If we're strictly speaking on the US side about the CIA program (and not other torture like Abu Ghraib etc.--conducted by the military) the answer is that
Obama decided not to prosecute anyone who followed orders, or officials who approved the policy [...]
[Obama] worried that investigations could be viewed as a "partisan witch hunt." Once he took office, [...] Obama quickly decided not to even open cases against either officials who followed Bush administration "rules" on torture or the officials who wrote those rules in the first place. [...] And his new CIA director Leon Panetta quickly vociferously argued for no new investigations of the agency. [...]
Attorney General Eric Holder released his own statement in April 2009, saying, "It would be unfair to prosecute dedicated men and women working to protect America for conduct that was sanctioned in advance by the Justice Department."
However, the possibility of prosecuting government officials who had gone further was deliberately left open.
But then Holder decided not to prosecute any cases where officials went beyond the approved techniques.
It looked at first like some of the officials in these cases might be punished. In August 2009, Holder announced that he was specially appointing a prosecutor, John Durham, to investigate the agency's interrogations.

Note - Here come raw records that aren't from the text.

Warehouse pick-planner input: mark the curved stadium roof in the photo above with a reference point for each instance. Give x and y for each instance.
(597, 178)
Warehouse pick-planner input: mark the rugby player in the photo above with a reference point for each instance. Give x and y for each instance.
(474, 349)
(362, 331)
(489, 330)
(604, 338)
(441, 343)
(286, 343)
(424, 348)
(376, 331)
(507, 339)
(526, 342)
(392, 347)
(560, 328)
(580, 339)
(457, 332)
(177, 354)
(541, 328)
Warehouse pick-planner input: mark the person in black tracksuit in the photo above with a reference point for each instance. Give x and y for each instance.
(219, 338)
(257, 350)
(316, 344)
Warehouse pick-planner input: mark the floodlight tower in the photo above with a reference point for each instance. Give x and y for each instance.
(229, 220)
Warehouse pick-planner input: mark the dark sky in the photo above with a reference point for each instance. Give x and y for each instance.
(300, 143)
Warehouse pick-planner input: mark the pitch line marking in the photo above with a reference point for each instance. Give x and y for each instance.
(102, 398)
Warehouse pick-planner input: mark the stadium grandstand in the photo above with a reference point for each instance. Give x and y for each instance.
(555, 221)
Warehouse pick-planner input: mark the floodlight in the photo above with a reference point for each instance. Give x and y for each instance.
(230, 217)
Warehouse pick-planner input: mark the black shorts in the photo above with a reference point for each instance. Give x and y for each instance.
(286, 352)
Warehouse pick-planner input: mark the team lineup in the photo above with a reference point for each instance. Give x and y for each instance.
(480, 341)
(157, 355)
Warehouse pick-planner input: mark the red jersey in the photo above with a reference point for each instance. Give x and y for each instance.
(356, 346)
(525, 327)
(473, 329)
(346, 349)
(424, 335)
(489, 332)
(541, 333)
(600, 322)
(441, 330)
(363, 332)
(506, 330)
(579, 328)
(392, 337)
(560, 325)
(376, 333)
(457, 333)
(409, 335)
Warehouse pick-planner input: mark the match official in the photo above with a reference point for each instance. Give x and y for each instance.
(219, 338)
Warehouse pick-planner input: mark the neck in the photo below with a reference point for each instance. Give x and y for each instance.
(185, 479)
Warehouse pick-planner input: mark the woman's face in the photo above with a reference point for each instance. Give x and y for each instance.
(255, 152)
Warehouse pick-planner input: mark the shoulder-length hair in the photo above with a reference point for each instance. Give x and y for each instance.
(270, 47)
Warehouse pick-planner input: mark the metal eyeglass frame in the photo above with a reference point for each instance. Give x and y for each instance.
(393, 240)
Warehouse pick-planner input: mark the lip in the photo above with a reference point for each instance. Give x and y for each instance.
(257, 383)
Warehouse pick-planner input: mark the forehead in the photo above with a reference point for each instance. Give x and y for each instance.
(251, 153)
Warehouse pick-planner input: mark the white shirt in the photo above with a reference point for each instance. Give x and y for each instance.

But after a two-year review examining conduct of the CIA regarding 101 detainees, Holder and Durham decided to focus on just two cases in which suspects held by the CIA had died: Gul Rahman and Manadel al-Jamadi. Further examination of any "remaining matters" was "not warranted," Holder said.
A year later, even those two cases were dropped because "the admissible evidence would not be sufficient to obtain and sustain a conviction beyond a reasonable doubt," according to Holder.
And since prosecutions of this kind need to started by the DOJ rather than by federal courts as you assumed in your Q... nothing [else] happened.
There was one CIA contractor (Passaro) who was prosecuted under Bush for "for his involvement in a detainee's death".
Also
The statute of limitations on certain federal torture offenses is eight years
which precluded charges much later on.
And yeah, Trump said
on the 2016 campaign trail he'd “bring back waterboarding,” so if you [somehow] expected his administration to prosecute Bush & co for that...)
Aside here, since another answer mentioned the somewhat related Italy (Abu Omar) case: prosecutors in Italy can't be instantly dismissed by the government, unlike [federal ones] in the US. "Since the adoption of the Constitution in 1948, however, prosecutors have belonged to the judiciary and are guaranteed the same independence and tenure as judges both being classified as "magistrati"". That's why it was possible for that case to proceed even though the Italian government at the time disapproved.
Finally, it's been mentioned in that first piece, but also much more extensively e.g. by Amnesty that countries that claim universal jurisdiction could easily charge some of those US leaders you mentioned (Bush, Cheney etc.) for e.g. violating UNCAT (and not just the Geneva conventions). Wikipedia does mention that
Bush cancelled his [2011] trip to Switzerland after news of the planned prosecution came to light.
Actually, it seems that case might have been more imagined than real: "the cancellation stemmed from concerns about protests, not fear of arrest", according to Politifact. But yeah, even opening a preliminary investigation was not possible under Swiss law until Bush stepped into that country.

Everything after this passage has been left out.